Whoa, blast from the past. This sort of PID dependency stuff was last seen back around VAX/VMS V4.0, as then older code slammed into PID-level changes that were implemented back then.

The PID is an opaque longword value. Any other assumptions should be avoided.

The Job Entry number (from the queue manager) is (also) an opaque longword. Other assumptions should be avoided. But I digress.

Fix the code.

Or reboot the box and hope you don't get a run-away process restart or a dictionary attack or other such; something that'll push the observed PID values upwards more quickly.

Discussions going back twenty-some years will introduce the EPID and the IPID as differentiated from the pre-cluster PID values; these sorts of PID assumptions were once somewhat common (albeit even then-questionable) but have largely fallen by the wayside since.

Nice to see some broken code still exists.

Jon Pinkley
Honored Contributor

Re: I need to explain why PIDs > 2170(hex) are occurring

If the PIDs Gavin is referring to are in fact process ids, then my guess is that Gavin is mistaken in his assumption that the 10000 is a decimal number. For IPIDs, there isn't anything significant about 10,000 decimal, but 0x10000 is significant, as it is the least significant bit of the high word of the IPID. Re-Reading the description, it may be the check is if PID .ge. 10000 then valid. My guess is that the 10000 is really 0x10000. IPIDs initially start with the sequence set to 1 (increments the previous sequence number, which is initially zero), so the upper word will be non-zero "most of the time".

The IDSM (I happened to be looking at the VAX/VMS 4.4 manual) says that the sequence number cycles back to zero after 32767 to avoid it becoming negative. So it may be possible that the high word of the IPID can have a value of 0 after the process slot has been used 32768 times. (I didn't look at the code to see how the wrap is done; I am assuming it checks to see if the value is negative after the increment, and if so sets the sequence number field to zero).

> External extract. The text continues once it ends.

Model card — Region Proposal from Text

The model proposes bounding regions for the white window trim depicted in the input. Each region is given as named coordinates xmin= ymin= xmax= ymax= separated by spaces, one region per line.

I am also not sure if Gavin was really interested in the answer, or if he was just venting. At least that is the impression he gives in his last sentence of his opening remark.
it depends
Hoff
Honored Contributor

Re: I need to explain why PIDs > 2170(hex) are occurring

PIDs in antiquity were fairly sane; as clusters were brought on-line, a skewed field structure came on-line with a cluster value present in the upper bits. The bit-width partitioning between the lower field of the PID and the upper portion varies.